II. Relevance is better than truth in its self-solving. It may be true that someone threw a ball through a hoop several times in accordance with arbitrary rules, but of no consequence.

III. Imperfect information is usually good enough for taking decisions and avoids the death spiral stall of waiting for what is unlikely to arrive.

IV. To consider: All of which you might be doing could be wrong and not what the centuries created you to do, and yet life is short, of unknown end, and arrives but once, so we must attempt, search, savor, and pour ourselves into what seems to call us.

V. The beautiful and the profound unfold before me; the wretched and wicked crumbles. Both fade away into echoes and eventually nothingness after making their brief appearance.

VI. "It is hot and burns me." So it does! Affirming only simple truth, temporary sensation remains unimportant. What is more crippling than concern over sensation, especially temporal comfort and bliss reached by consumption?

VII. Do not scream out in discomfort or pain, but persevere without drama, as you must continue onward in any case and hysterical outbursts are a poor companion.

VIII. There is only one truth, but pursuing even the most convoluted path will eventually get you there.

IX. Telling someone something they can't sense will not cause them to grasp it.

X. All things going in the wrong direction against themselves will in time collapse from their division and can be ignored rather than corrected or treated seriously.

XI. To Deny Thyself

A: I am mad at what you have said.
B: Do you think it false or wish me to deny it?
A: It appears true, but I do not like it.
B: My powers are great, but cannot make the true become false.

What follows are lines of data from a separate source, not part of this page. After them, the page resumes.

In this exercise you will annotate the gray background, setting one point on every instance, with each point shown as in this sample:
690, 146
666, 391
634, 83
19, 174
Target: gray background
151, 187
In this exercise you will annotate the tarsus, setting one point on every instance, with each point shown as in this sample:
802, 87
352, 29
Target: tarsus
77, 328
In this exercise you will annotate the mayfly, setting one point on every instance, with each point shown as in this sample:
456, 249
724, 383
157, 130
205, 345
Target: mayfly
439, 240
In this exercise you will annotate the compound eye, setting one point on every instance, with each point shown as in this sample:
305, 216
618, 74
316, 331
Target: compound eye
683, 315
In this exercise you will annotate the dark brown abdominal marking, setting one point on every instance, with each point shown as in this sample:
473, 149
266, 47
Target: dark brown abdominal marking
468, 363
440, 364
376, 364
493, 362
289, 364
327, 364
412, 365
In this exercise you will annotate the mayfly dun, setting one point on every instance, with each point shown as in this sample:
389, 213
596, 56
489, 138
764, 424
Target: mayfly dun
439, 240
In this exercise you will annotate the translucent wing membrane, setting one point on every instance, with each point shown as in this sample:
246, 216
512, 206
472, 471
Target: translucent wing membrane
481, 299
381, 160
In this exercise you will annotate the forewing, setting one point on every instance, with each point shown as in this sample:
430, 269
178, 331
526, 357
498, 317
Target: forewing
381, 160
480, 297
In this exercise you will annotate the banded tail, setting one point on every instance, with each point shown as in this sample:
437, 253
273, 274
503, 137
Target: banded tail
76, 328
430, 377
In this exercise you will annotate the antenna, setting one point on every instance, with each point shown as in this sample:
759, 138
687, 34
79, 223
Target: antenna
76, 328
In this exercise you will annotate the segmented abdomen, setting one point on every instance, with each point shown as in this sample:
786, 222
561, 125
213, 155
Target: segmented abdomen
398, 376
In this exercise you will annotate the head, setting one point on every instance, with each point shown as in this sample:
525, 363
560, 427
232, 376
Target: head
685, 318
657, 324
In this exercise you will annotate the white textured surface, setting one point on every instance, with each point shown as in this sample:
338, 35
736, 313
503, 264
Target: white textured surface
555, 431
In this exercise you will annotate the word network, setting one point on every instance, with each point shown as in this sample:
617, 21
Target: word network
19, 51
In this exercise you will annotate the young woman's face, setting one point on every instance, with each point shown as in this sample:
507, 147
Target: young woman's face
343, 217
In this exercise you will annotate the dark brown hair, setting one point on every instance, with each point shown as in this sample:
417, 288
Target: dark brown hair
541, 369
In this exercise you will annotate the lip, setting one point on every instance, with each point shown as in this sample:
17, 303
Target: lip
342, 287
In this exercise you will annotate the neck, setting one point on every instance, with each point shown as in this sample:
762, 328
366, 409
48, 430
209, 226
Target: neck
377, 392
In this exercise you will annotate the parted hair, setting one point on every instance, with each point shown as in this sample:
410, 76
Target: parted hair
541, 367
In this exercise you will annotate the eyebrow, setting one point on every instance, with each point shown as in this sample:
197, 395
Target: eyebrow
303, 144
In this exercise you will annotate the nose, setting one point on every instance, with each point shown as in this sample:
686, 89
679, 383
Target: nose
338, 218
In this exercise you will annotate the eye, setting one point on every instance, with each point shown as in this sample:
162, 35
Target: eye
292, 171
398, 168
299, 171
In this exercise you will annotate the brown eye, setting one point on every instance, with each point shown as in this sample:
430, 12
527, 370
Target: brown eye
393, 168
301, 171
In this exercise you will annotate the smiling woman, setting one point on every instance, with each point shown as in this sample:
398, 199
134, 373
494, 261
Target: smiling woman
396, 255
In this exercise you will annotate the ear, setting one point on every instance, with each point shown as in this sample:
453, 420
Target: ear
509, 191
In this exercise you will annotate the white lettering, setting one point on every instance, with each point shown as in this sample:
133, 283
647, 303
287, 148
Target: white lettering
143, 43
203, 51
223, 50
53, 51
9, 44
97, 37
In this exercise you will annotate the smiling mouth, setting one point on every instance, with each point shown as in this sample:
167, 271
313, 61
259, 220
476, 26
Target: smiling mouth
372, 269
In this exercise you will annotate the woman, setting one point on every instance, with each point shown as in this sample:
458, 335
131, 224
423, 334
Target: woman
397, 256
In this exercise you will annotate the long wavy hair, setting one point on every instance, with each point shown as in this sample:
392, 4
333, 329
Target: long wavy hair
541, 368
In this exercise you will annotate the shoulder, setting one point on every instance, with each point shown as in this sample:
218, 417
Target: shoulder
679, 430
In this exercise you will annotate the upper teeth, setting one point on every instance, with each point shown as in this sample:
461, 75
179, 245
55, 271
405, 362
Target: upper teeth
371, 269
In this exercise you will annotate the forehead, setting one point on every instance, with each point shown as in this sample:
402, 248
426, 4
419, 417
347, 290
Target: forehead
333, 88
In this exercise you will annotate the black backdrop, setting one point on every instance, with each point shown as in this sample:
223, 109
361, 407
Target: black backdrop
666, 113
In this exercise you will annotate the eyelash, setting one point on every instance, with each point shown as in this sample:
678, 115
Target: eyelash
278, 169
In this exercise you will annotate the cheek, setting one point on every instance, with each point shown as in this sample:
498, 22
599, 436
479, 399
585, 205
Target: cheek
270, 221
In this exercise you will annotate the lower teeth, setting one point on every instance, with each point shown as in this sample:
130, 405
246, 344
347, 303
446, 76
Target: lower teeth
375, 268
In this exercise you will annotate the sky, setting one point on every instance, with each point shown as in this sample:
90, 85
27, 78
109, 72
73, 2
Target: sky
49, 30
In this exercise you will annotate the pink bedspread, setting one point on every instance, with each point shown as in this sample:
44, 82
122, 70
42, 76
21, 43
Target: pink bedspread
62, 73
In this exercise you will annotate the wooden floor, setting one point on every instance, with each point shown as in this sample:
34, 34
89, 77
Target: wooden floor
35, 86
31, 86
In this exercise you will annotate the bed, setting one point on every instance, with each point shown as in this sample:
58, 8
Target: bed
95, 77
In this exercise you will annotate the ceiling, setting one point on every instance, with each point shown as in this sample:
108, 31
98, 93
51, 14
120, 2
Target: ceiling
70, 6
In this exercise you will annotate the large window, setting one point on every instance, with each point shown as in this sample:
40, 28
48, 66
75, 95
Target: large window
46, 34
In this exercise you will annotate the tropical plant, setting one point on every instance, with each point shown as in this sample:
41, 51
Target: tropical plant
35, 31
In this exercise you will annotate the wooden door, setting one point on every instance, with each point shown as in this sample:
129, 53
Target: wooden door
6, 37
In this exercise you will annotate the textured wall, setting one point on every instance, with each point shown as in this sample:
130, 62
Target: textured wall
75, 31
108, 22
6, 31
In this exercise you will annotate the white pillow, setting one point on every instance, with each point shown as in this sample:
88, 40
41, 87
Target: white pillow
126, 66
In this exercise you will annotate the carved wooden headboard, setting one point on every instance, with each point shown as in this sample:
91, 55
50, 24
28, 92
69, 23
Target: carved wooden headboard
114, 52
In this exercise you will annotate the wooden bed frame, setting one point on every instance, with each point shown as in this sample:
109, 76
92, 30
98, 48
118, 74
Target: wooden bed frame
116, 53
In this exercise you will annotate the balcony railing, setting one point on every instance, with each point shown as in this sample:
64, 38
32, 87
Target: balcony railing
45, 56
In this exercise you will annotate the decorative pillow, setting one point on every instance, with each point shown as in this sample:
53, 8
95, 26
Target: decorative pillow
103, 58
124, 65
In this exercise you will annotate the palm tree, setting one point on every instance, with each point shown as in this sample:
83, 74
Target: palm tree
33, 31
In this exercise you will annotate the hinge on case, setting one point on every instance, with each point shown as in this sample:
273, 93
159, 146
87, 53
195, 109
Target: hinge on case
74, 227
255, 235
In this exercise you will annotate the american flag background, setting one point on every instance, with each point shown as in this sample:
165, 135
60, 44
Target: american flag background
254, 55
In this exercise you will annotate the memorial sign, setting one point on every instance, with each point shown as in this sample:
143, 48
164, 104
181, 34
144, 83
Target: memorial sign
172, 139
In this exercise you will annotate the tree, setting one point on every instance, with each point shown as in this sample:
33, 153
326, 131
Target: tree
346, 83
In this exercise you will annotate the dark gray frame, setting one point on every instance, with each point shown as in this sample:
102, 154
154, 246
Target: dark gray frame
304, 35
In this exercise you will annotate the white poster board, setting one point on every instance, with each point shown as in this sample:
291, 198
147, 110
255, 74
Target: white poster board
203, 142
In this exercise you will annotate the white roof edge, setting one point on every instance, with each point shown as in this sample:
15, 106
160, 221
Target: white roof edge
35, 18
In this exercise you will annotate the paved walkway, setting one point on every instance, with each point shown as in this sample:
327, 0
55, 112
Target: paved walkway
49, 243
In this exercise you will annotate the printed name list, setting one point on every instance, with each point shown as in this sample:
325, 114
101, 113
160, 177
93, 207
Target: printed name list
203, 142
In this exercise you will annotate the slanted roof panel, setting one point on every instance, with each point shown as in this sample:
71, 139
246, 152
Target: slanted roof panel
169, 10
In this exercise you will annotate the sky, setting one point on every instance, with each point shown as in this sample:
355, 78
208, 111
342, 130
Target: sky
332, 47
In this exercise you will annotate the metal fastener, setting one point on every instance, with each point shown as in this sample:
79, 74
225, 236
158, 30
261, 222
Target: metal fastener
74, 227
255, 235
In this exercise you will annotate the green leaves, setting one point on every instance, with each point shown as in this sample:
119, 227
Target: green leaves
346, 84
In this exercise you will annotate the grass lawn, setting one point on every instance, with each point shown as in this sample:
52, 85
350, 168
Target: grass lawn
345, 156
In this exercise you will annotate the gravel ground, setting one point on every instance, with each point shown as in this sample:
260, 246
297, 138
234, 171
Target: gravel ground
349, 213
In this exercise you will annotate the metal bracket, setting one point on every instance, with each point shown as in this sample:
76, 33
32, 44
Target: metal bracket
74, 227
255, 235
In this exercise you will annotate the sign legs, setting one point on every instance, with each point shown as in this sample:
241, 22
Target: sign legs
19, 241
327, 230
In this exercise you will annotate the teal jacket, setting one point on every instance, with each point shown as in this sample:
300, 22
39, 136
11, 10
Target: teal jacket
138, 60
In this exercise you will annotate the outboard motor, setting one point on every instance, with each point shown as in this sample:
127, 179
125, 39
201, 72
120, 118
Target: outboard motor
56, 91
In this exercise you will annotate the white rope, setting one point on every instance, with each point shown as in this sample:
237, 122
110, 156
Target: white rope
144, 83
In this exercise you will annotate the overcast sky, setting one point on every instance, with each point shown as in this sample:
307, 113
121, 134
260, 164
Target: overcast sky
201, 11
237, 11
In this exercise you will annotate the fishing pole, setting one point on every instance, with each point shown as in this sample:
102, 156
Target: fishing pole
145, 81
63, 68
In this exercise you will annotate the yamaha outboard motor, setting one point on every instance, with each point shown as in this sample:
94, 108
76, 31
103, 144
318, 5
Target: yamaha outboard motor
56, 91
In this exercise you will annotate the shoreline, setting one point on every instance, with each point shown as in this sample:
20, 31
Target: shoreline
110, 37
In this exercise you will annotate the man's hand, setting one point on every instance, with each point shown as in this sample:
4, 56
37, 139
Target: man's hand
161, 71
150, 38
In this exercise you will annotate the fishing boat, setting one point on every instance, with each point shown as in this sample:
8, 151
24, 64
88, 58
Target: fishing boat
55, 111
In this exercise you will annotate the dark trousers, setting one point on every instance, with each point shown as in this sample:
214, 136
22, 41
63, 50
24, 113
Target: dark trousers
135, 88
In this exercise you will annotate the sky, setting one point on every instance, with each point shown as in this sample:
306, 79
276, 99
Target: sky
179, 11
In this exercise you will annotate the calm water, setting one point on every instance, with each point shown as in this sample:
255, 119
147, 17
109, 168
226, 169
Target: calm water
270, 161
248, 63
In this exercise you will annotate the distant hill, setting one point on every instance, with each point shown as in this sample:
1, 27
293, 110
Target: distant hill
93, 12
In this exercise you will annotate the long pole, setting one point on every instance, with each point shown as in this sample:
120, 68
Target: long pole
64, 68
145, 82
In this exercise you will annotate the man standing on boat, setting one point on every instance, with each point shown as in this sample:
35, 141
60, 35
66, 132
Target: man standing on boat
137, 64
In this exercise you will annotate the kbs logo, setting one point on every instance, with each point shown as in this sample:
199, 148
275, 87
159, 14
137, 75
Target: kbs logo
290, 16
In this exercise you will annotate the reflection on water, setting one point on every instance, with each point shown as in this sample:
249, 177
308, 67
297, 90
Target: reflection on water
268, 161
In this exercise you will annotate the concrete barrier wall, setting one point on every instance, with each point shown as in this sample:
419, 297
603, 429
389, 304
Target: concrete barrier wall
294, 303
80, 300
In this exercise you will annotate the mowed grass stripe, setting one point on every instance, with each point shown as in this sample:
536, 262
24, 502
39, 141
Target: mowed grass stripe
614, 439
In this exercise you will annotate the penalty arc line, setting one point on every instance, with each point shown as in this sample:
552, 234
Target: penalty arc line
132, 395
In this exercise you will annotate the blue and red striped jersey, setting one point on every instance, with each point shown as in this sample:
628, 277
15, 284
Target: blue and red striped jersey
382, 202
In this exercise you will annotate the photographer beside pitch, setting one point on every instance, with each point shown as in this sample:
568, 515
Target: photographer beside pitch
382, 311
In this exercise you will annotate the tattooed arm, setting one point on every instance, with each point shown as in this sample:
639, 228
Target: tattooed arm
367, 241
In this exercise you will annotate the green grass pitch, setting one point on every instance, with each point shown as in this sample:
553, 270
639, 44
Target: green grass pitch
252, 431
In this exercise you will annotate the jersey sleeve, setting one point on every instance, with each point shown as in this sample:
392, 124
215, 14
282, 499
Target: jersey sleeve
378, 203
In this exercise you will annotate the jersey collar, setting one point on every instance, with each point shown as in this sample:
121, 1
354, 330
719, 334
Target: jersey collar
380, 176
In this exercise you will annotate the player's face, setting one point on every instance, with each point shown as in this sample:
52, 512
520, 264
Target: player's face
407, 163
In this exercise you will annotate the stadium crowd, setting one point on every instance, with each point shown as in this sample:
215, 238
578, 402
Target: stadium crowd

Perhaps I can help you accept truth instead of clinging so fiercely to antagonizing opinions.
A: I think you have purposefully showed me difficult things for which I was not ready, when you should have been more careful.
B: Dear friend, I showed you only what was there. I do not wish to hide the world, but rather to reveal it as it is and show its inner workings, tides, winds, and cycles.
A: If it promises me a storm of distress, that is of no benefit and I would rather not know. I desire calm and peace and a place away from everything before and around me.
B: The distress is your tension from wanting to harbor illusion that cannot be sustained when truths appear. The best calm comes from plainly accepting things as they are, inventing nothing about them and ascribing no false motives or imaginary future.
A: Perhaps that simplicity is enjoyable, but at what cost? We would have to discard everything customary that we rely upon.
B: All life is short, squeezed between an infinite forward that is untouchable and eclipsing, and an infinite back that is quickly degrading, forgotten, misunderstood, and lost. I would be a poor companion if I did not show you what was remarkable in our view, but merely discussed the inane.
A: My ideal companion believes in other worlds, greater worlds. This one is a farce, and I have my own true life in my heart and mind.
B: We need not play games my friend. In the nights alone we know we are here and our honesty distinguishes between promised fairy tale lies we pretend to believe for feigned piousness, and the way of the actual world and its fate -- true for everyone, as it has been for all time. You agree I would not lie to you, yet you wish for others to honor fantasy and proclaim belief in falsehood, calling such behavior respectable and moral rather than childish, harmful, and deluding. That way is too cruel, and I will not participate in your narcotic addiction.